O que outrora era uma função eminentemente de gestão prudencial, é agora uma função estratégica, com implicações diretas na solvência, na sustentabilidade e até na reputação institucional.

Em Solvência 2.1, o gestor de investimentos deixará de ser um técnico de gestão de carteiras. Passará a ser um intérprete de balanços, um tradutor entre o risco de mercado e o risco de ativo/passivo, um arquiteto de liquidez e de duração.

As novas regras sobre extrapolação da “curva EIOPA”, choques de taxa de juro e o tratamento dos Long-Term Equity Investments (LTEIs) redefinem o perímetro da sua ação. Já não basta cumprir o Solvency Capital Requirement (SCR); é preciso demonstrar capacidade de o otimizar, e sobretudo de o sustentar no tempo.

Esta mudança tem uma implicação estratégica. O gestor de investimentos, já corresponsável pela solvência da empresa de seguros, vê essa responsabilidade exponenciada. Ao decidir o que comprar, o que manter e o que vender, não gere apenas risco de mercado; gere a própria resiliência da empresa de seguros perante os tomadores, os segurados, o regulador e os acionistas.

Paradoxalmente, a Solvência 2.1 abre um espaço de liberdade com crescente responsabilidade. A prudência regulatória, tantas vezes vista como obstáculo, pode finalmente tornar-se fonte de vantagem competitiva.

As empresas de seguros que dominarem as novas métricas de correlação, que souberem provar a elegibilidade dos seus LTEIs e que integrarem de forma genuína a dimensão ESG e de liquidez, poderão libertar capital e investir mais no longo prazo.

A Solvência 2.1, bem interpretada e aplicada, é menos um freio e mais um catalisador de investimento sustentável.

Mas, para isso, é preciso repensar o modelo de governação. A gestão de investimentos não pode permanecer isolada na sua torre de front-office; deve sentar-se à mesa do risco, do atuariado, da contabilidade e da direção técnica.

O diálogo entre gestão ativo/passivo, gestão de riscos e gestão de investimentos é o novo coração do modelo prudencial. Sem ele, qualquer política de cobertura ou otimização de SCR é apenas um exercício teórico.
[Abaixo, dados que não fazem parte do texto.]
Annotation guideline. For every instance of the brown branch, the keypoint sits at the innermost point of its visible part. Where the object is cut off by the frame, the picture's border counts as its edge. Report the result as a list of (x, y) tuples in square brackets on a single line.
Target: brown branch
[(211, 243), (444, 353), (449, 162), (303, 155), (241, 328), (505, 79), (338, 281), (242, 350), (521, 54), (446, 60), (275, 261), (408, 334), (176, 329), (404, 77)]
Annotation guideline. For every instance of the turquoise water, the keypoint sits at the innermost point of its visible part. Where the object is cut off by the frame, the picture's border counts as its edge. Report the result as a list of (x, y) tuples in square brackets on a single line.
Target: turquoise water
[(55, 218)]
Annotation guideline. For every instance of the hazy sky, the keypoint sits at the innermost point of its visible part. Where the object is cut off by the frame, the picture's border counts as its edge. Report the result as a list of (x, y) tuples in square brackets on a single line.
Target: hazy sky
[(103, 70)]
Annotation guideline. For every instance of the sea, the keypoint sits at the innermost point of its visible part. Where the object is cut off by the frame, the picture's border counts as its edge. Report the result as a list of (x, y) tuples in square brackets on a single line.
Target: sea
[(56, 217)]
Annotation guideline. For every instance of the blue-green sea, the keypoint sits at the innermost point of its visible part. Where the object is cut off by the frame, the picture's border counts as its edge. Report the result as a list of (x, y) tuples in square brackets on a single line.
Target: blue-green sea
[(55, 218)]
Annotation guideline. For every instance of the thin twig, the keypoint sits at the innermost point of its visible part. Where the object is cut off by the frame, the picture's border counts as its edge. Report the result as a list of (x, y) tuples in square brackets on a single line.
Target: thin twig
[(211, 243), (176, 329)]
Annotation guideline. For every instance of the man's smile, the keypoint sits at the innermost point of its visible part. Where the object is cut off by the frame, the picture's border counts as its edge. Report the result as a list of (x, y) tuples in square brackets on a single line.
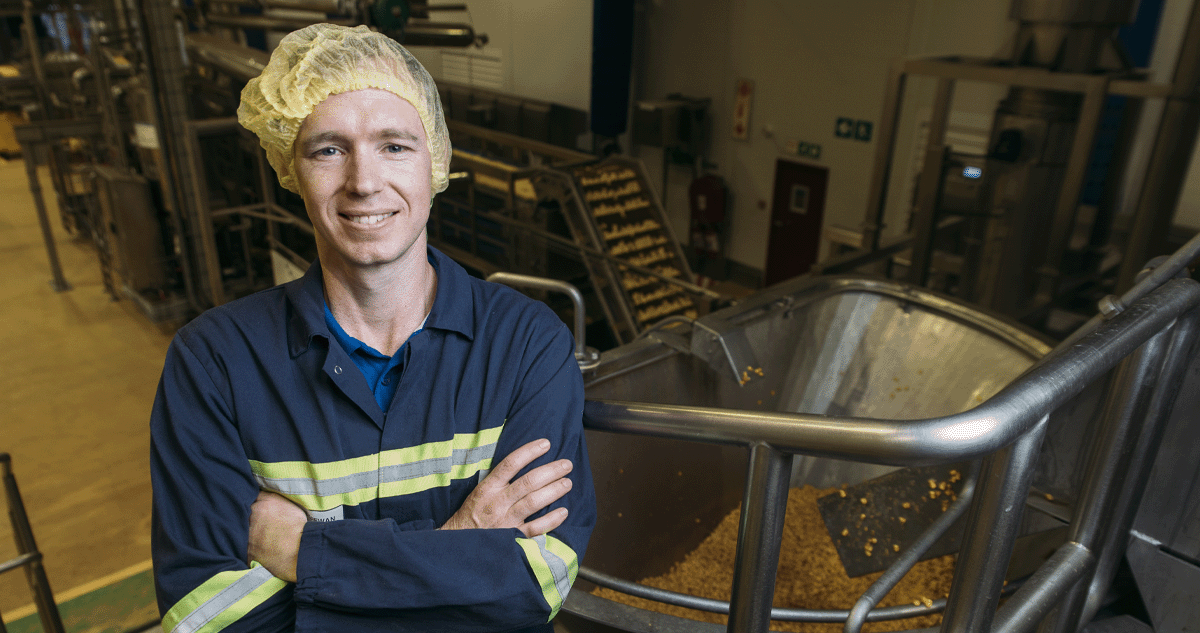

O maior risco, afinal, talvez seja continuar a pensar em Solvência II como um mero regulamento, quando já é uma linguagem. Uma linguagem que exige fluência simultânea em finanças, gestão de riscos, atuariado, contabilidade, regulação e estratégia. As empresas de seguros que não formarem equipas verdadeiramente bilingues nestes seis dialetos correm o risco de passar a falar uma língua morta.

Entre a prudência e a ambição na gestão dos investimentos, jogar-se-á o futuro da solvência!